Your company doesn't provide you with sawzall blades? I would find a better company instead of a can of cutting fluid.

Using cutting fluid on a sawzall seams like it would be a messy pain in the butt.


----------



## fisstech (Feb 2, 2013)

360max said:


> circular saw will go through it, but the NOISE is not worth it, bandsaw all day


circ saw will cut straighter, faster, with a 100% consistency. the tray i work with you have to turn on its side to cut with a bandsaw since the walls are too high. the band saw is heavy as **** and too easy to screw up your line with.


----------



## Error (Feb 12, 2014)

fisstech said:


> circ saw will cut straighter, faster, with a 100% consistency. the tray i work with you have to turn on its side to cut with a bandsaw since the walls are too high. the band saw is heavy as **** and too easy to screw up your line with.

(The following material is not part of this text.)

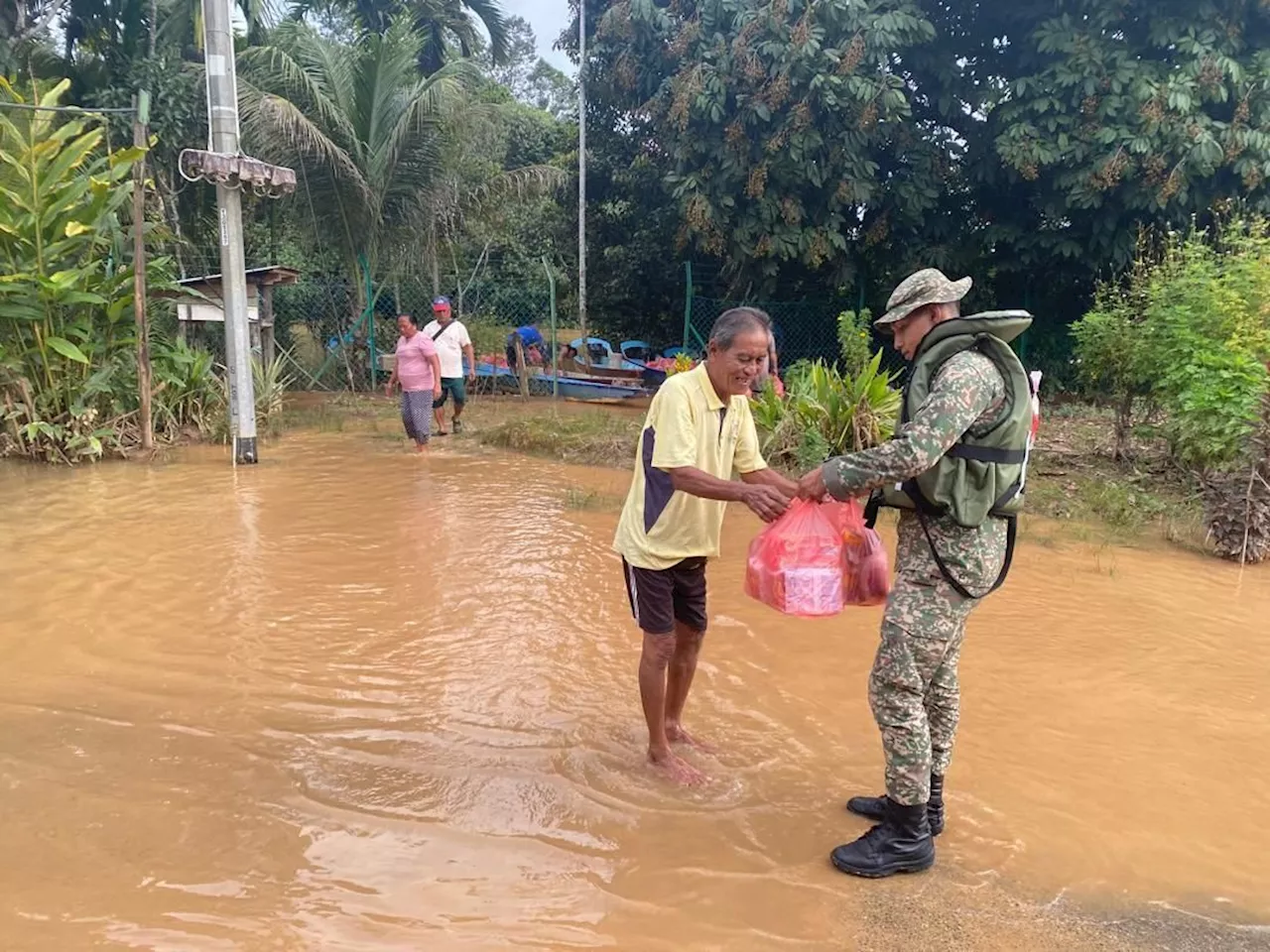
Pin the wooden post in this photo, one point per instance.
(267, 339)
(141, 140)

What kind of blade do you use with the circ ?


----------



## Vintage Sounds (Oct 23, 2009)

Error said:


> What kind of blade do you use with the circ ?


5-3/8" carbide tip 30T for steel, 50T for aluminum. If you have to have just one, 30T is pretty good all around.


----------



## metalpats (Apr 11, 2011)

Error said:


> What kind of blade do you use with the circ ?


the blade that come with the machine, you need a metal cutting circular saw, not a generic wood cutting one


----------